2. The method according to claim 1, characterized in that, The chemical composition and mass percentage of the alloy steel continuously cast slab are as follows: C: 0.06-0.28%, Si≤0.50%, Mn≤0.50%, P≤0.030%, S≤0.020%, N≤0.0085%, and also contain one or more alloying elements selected from Nb, Ti, Al, and B.

3. The method according to claim 1, characterized in that, The quenching fan-shaped section is equipped with an inner arc spraying device, an outer arc spraying device, and matching inner arc spraying pipe supports and outer arc spraying pipe supports.

4. The method according to claim 1, characterized in that, The depth of the hardened layer on the surface of the slab after quenching is 4.5mm to 7.0mm.

5. The method according to claim 1, characterized in that, After the slab is cut, the core temperature and surface temperature are measured. Once the temperature meets the standard, it is sent into the conveyor roller table to complete the heat loading.

6. The method according to claim 2, characterized in that, The alloy steel is CCS-A ship plate steel, with a slab cross-section of 1882mm, a drawing speed of 1.3m / min, and a slab surface temperature of 542℃ after quenching.

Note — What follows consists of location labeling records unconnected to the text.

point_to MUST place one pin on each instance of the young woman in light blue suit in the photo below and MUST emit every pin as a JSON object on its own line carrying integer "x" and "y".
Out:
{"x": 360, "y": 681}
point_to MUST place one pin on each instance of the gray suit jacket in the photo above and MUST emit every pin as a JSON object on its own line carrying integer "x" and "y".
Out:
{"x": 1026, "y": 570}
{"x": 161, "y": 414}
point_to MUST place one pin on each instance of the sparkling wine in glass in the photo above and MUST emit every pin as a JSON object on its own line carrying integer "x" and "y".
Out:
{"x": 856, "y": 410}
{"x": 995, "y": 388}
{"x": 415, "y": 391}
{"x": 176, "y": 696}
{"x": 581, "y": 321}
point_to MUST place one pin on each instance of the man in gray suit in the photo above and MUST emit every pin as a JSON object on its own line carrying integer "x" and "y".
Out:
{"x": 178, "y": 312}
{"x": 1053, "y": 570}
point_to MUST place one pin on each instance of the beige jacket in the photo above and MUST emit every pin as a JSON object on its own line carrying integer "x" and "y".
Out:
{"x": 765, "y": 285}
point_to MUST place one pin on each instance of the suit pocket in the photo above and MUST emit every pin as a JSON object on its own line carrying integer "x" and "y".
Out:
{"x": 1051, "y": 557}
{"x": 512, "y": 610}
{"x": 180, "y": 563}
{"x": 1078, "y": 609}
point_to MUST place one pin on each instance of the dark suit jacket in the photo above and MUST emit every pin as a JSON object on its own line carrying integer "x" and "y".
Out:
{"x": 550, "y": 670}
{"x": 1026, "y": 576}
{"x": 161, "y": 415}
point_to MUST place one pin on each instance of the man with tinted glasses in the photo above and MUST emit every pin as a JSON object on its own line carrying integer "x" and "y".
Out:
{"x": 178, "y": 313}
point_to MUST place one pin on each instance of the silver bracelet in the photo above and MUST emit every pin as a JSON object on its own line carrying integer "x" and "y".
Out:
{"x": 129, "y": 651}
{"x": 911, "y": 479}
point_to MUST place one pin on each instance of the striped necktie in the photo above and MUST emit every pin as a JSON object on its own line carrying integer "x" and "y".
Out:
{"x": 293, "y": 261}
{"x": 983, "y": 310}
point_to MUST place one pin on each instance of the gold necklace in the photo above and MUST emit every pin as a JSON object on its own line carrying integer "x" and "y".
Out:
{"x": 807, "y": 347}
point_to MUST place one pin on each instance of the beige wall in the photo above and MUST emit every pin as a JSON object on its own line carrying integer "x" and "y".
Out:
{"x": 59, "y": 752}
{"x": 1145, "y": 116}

7. The method according to claim 2, characterized in that, The alloy steel is DP780-LV steel, the slab cross section is 970mm, the drawing speed is 1.2m / min, and the surface temperature of the slab after quenching is 509℃.

8. A system for resolving surface cracks in slabs during hot charging and hot delivery, characterized in that, include: The shape adjustment module is used to transform the original fan-shaped section of the continuous casting machine into a pure water-cooled quenching fan-shaped section; The surface hardening module is used to perform surface hardening treatment on alloy steel continuous casting slabs, so that a highly plasticized martensitic structure is formed on the surface of the slab. The parameter control module is used to control the key parameters of quenching: quenching is started when the slab passes through the quenching fan section at a speed ≥0.6m / min; the minimum flow rate of the intermediate cooling water inside the quenching fan section is ≥300L / min and the pressure is ≥0.08MPa; the minimum flow rate of the external intermediate cooling water is ≥1800L / min and the pressure is ≥0.08MPa. The output module is used to ensure that the surface of the quenched slab is black without any bright bands, the quenching is uniform, and the surface temperature of the slab is ≤600℃, and then the slab is hot-charged and hot-delivered.

9. A computer device, characterized in that, The device includes a memory and a processor, wherein the processor, when executing computer instructions stored in the memory, performs the method as described in any one of claims 1 to 7.

10. A computer-readable storage medium, characterized in that, Includes instructions that, when executed on a computer, cause the computer to perform the method as described in any one of claims 1 to 7.